Corporate entities urged to identify and reward hardworking staff  

By Iddi Yire  

Accra, Nov 6, GNA – Mr Emmanuel Baba Mahama, National President of the Full Gospel Businessmen’s Fellowship International, Ghana, has urged the management of corporate entities to identify and reward hardworking staff. 

He said this would boost employee performance and engagement and help eliminate fraud. 

Mr Mahama made the appeal when he delivered the keynote address at the opening of the Association of Certified Fraud Examiners (ACFE) Second Annual National Fraud Conference in Accra. 

ACFE is the world’s largest anti-fraud organization and premier provider of anti-fraud training education and certification. 

The two-day Conference seeks to foster a culture of integrity and resilience against the treacherous threats of fraud and corruption that continue to challenge Ghana’s institutions and the whole Nation.  

Speaking on the topic “Elevating Integrity: Building a Fraud and Corruption Resilient Future”, Mr Mahama said that leadership was key if people were to elevate integrity and reduce fraud and corruption in any society because the culture of an entity was the behaviour of its leaders. 

“Leaders get what they either exhibit themselves or tolerate. So, if you go to an entity and there is fraud and corruption, either the leader is fraudulent, corrupt or he tolerates it,” he stated. 

He said Ghanaians in positions needed to be conscious sometimes of their friends, relations, and families as occupying those offices was seen as not only just for himself or herself but for the tribes, family members, and friends; saying “and so it puts a lot of pressure on us and that accounts for some element of the corruption that we find”.  

Touching on naming and shaming, Mr Mahama also pointed to the need for Ghanaians to look at the other side of the equation. 

“What do I mean? We are always intent on naming and shaming. There is nothing wrong with that. It is legitimate. We must prevent corruption. We must pursue those who break the law. We must prosecute them. But that is only one side of the equation,” he said. 

“The other side of the equation is naming and praising those who are maintaining their sanity in an environment of corruption. Those who have kept themselves clean, we should be focusing on that because at the end of the day, the focus should not be on catching people doing something wrong.” 

He said the greater effort should be on catching people doing something right; declaring that as more people who do things right were elevated, then society would begin to see a preponderance of such people showing up in their organizations and in their societies. 

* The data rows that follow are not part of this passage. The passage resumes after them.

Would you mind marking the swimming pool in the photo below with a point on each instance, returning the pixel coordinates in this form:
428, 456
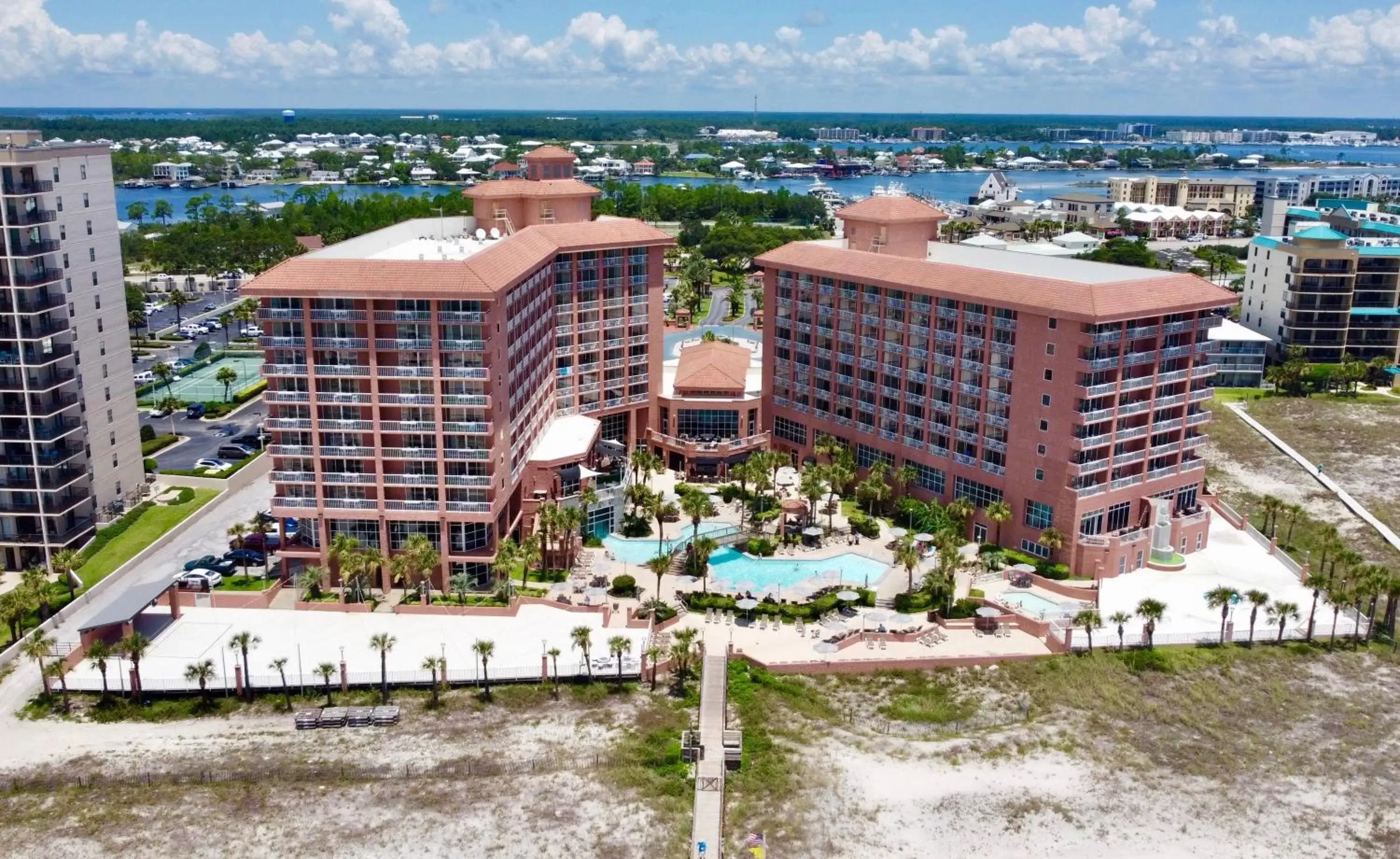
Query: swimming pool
1034, 603
646, 549
765, 574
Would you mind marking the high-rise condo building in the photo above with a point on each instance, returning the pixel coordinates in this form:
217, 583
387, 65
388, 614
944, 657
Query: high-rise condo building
68, 404
446, 376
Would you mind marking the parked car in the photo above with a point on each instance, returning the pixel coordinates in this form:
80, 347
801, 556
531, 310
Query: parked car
262, 543
234, 452
210, 563
201, 581
245, 557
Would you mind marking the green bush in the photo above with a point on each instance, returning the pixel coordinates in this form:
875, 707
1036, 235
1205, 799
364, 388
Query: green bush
762, 547
864, 525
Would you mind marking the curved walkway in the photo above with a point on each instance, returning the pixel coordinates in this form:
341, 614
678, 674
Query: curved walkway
1326, 481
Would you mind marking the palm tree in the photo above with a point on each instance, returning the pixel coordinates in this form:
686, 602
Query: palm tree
1052, 539
1258, 600
1221, 598
202, 673
583, 640
1281, 613
62, 564
908, 557
97, 656
324, 672
812, 487
135, 648
243, 642
310, 581
660, 565
999, 512
553, 655
654, 655
485, 651
383, 642
433, 663
619, 645
226, 376
1118, 619
1151, 612
177, 299
1090, 620
38, 648
280, 668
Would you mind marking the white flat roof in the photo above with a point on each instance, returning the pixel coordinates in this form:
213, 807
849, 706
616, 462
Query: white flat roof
453, 239
1035, 265
1231, 332
567, 438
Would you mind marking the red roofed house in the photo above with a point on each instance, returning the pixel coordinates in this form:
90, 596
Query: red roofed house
709, 409
1073, 391
422, 380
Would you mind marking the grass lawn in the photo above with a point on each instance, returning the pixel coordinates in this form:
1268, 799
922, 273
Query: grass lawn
140, 535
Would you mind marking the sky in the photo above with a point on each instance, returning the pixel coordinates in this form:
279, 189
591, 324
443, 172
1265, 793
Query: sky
1235, 58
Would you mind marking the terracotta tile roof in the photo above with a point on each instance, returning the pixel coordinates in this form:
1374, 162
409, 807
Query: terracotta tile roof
551, 152
489, 271
891, 209
1101, 297
516, 188
713, 366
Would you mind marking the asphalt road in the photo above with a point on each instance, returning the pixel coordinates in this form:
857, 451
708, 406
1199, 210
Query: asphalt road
205, 437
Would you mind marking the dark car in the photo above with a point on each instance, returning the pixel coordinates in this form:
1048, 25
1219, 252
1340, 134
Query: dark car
269, 543
209, 563
245, 557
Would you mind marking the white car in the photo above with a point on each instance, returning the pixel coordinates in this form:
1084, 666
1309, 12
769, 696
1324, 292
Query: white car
201, 579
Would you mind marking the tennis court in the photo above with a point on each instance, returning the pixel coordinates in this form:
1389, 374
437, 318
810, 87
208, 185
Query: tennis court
199, 386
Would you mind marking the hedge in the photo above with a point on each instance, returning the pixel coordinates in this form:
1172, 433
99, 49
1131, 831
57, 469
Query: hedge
157, 444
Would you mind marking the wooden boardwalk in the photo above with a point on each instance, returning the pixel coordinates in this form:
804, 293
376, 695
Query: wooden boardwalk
709, 809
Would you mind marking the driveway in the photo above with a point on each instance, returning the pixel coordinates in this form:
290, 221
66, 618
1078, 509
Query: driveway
205, 437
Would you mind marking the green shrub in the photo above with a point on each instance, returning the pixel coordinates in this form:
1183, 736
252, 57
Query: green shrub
864, 525
762, 547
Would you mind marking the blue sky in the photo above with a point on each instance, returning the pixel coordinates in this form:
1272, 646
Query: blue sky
1140, 56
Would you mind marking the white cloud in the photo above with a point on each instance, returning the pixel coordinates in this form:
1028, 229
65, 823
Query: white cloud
1109, 45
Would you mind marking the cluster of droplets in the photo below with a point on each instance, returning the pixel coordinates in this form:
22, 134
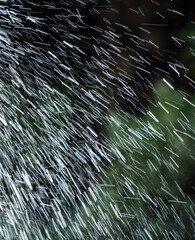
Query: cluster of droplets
75, 163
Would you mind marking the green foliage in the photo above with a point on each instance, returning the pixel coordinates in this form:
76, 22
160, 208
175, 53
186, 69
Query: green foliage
147, 190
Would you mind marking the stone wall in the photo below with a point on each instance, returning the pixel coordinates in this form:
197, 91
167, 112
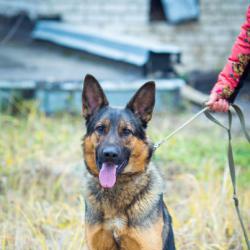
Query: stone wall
205, 43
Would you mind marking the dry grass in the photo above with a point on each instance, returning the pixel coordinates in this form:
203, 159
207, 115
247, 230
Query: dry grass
41, 206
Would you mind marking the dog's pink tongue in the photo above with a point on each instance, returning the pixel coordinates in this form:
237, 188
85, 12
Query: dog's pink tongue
107, 175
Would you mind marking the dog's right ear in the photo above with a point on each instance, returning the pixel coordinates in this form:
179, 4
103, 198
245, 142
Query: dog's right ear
93, 97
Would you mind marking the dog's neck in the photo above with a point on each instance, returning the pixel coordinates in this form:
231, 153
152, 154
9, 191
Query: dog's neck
126, 194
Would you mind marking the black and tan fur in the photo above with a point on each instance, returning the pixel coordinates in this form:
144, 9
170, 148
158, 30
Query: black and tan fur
132, 214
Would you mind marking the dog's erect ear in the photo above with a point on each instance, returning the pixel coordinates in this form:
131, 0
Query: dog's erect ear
142, 103
93, 97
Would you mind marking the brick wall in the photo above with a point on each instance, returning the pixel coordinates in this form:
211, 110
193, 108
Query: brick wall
205, 43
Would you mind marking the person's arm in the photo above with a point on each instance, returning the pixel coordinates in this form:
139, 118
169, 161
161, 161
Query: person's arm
223, 91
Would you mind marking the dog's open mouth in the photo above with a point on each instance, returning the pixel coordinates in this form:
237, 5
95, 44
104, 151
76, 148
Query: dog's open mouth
108, 173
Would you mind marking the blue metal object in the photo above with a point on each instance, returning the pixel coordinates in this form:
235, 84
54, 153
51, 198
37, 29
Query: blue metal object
178, 11
66, 96
142, 53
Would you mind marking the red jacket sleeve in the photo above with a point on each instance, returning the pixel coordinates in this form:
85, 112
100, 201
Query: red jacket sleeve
229, 77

He urged parents to always commend their children who put up good behaviour and performances. 

“When you wake up in your family, don’t be looking at who broke this glass, who opened the fridge, who threw this paper here. Look at who cleaned this place. You know, who put up their lights, who swept outside. As you commend your children for what they are doing right, rather than reprimanding them for what they are doing wrong, they will do better,” he said. 

He said it would be exciting for managers of organizations to go every day looking for someone who had done something to change the business in one way or the other and to encourage them, by appreciating them with a piece of commendation or a piece of chocolate. 

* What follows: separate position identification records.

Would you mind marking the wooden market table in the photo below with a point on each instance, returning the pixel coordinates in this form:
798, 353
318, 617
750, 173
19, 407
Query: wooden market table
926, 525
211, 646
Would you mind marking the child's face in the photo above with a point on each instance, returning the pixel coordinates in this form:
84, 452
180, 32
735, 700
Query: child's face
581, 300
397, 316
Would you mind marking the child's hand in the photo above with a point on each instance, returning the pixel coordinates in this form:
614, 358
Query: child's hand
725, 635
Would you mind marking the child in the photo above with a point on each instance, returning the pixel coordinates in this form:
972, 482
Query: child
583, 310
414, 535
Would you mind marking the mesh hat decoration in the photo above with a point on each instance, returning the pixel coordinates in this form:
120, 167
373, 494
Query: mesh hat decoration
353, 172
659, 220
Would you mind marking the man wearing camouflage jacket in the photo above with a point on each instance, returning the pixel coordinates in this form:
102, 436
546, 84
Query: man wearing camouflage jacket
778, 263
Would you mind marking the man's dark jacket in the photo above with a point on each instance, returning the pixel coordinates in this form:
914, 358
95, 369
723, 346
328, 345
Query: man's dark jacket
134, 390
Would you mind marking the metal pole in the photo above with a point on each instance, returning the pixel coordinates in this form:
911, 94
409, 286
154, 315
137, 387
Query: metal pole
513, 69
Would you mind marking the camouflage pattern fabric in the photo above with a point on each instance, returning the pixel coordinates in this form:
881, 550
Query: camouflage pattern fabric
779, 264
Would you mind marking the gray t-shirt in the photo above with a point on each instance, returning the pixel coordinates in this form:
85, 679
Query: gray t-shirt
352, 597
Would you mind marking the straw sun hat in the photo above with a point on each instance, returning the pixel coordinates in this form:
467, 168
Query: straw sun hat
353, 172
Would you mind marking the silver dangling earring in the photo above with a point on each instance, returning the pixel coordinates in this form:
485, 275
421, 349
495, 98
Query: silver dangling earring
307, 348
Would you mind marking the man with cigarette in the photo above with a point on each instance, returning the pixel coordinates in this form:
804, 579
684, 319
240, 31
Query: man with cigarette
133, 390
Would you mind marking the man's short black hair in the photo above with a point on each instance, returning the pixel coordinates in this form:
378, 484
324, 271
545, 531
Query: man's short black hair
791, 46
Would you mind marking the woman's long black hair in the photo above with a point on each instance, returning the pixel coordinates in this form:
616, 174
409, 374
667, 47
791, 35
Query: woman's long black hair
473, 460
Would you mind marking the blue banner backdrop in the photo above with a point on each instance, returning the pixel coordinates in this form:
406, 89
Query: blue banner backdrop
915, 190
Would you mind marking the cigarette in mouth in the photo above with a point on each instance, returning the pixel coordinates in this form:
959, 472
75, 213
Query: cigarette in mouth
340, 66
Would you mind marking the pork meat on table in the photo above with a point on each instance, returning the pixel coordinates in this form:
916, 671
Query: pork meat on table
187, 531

Mr Mahama lauded the ACFE for the good job it was doing in combating fraud in the country and further appealed to them to be more visible than they were; saying “They shouldn’t forget the other leg of the equation. Naming and praising”. 

Former Chief Justice Georgina Theodora Wood, who chaired the function, recounted that she had spent all her working life working with the judiciary and that she knew how corruption and fraud had eaten so deeply into the very fabric of the Ghanaian society, which had led to Ghanaians suffering immense developmental challenges as a result of their unethical behaviour. 

She urged the participants at the ACFE Annual Conference to live and practice what they learned. 

She also appealed to them that in their works, as they come across people with integrity, they should award them publicly. 

She said recognizing their efforts was a means of motivating others to follow the same path. 

Dr Rebecca Atswei Lomo, President of the Ghana Chapter of ACFE, reiterated the need for commitment to fight fraud and corruption in Ghana.